Once a puppy reaches the age of five to seven months, they enter the phase equivalent to human adolescence, or the early teenage years. Just as with human teenagers, this age is a whirlwind of growth and development, both physically and emotionally, and can be both a fun and challenging time for dog and owner!

Lots of help and good advice is written for dog owners on how to deal with the immediate issues of handling a new young puppy and beginning to train them and get them into the routine they will keep for the rest of their life. However, the adolescent stage of dog development is less well covered, and many owners of young dogs find that they could do with a helping hand!

Read on to learn about the best ways to care for and manage an adolescent dog, between the ages of around five to seven months

Feeding

An adolescent dog will almost literally be growing bigger and bigger by the day, and their feeding habits should match this! When your puppy is growing, you should review the amount of food that they eat on a weekly basis, and ensure that their food is sufficient to meet all of their needs. Ideally, a puppy of this age should be fed three times per day at set intervals, and you should not be thinking about dividing their food rations up into just two meals per day quite yet.

Socialisation

Five to seven months of age is a very formative stage in the life of the dog, and this is when socialisation is really important! Ensure that your pup gets plenty of opportunity to meet and play with both other people and other dogs, and start introducing them to other animals too if possible, such as cats. During the adolescent phase, your puppy will still feel like a puppy and be keen to bounce up to adult dogs and encourage them to play, but adult dogs will begin to see your puppy as a grownup, and not give them as much leeway for bad manners as they would a younger dog.

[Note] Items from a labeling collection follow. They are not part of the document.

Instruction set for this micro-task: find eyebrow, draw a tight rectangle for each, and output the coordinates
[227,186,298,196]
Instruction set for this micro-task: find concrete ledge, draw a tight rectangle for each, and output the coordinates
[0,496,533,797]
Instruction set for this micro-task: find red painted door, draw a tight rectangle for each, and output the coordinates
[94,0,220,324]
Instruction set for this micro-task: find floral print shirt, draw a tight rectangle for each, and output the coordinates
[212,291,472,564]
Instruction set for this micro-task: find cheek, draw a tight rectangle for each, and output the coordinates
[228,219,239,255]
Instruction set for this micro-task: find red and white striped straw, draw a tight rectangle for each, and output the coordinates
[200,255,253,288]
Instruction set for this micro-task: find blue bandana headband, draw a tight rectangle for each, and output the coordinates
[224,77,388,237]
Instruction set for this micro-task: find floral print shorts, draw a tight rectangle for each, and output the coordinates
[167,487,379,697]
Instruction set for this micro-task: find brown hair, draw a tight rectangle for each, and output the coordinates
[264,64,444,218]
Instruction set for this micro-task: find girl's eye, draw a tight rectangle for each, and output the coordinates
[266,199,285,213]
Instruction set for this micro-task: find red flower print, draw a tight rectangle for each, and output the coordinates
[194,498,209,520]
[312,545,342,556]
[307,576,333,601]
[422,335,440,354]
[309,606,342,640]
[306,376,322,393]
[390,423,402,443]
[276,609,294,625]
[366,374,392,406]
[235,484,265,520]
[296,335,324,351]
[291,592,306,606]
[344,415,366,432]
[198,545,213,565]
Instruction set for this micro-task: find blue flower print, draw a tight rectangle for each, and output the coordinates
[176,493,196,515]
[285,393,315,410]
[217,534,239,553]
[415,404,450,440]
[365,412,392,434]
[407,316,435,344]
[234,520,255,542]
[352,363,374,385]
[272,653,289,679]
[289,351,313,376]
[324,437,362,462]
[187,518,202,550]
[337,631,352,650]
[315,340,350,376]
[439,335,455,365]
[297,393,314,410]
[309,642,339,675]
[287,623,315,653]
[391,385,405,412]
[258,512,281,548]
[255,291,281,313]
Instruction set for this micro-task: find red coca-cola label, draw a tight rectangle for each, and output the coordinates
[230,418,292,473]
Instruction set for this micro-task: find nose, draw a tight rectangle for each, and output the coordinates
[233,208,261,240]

Make sure that your puppy gets the chance at this age to learn from the behaviour of other dogs, and gets plenty of opportunity to play and meet new dogs and people.

Training

Your puppy’s training should be well underway by this age, and they should be beginning to respond reliably to the basic commands that you have been working on. At this age you can also begin to start introducing extra commands, and depending on the intelligence and breed of your dog, start teaching them complex or higher level commands, and even tricks!

If you wish to do something specific with your dog when they are grown, such as showing, canine agility or other canine sports, now is the time to start introducing them to these skills and environments, while they are young enough to be receptive to it and take it in their stride!

Toys

Dogs of this age should have plenty of different toys of various different types, including toys that challenge them and make them work to gain a reward! Also, spend plenty of time playing interactively with your dog at this age, teaching them about the limits of acceptable play, and what possessions are good to play with and those to leave alone.

Teething

Your dog will be teething at this stage, losing their first set of baby teeth and growing in their full size adult teeth! They will need to have plenty of chew toys to help to relieve the pressure on their gums and break their new teeth through, and you should ensure that they are not chewing inappropriate things like furniture for want of something good to chew!

Now is also the right time to introduce your dog to a teeth cleaning routine, in order to protect their dental health for life and avoid later problems.

Exercise

Your growing dog will be as lively at this age as he ever will be in his life, and you should of course provide him plenty of opportunity to play and to work off his excess energy! However, it is also important that you do not push your puppy too hard where exercise is concerned, and risk causing problems with the development of those growing joints, bones and muscles.

Sexual development

Dogs begin to come into sexual maturity at around six months of age, and male dogs will potentially begin to display sexual behaviours, such as showing interest in female dogs, and humping. Bitches may begin their first season at any stage from around six months onwards, although there may still be several more months to go. Keep a close eye out for the first signs of sexual maturity in both the dog pup and the bitch pup, and start thinking about spaying or neutering them if you do not intend to breed from them.

Dogs need to reach sexual maturity prior to being spayed or neutered in order to allow their body to produce important hormones that they need for development, so it is important to carefully judge when the time is right to neuter your dog.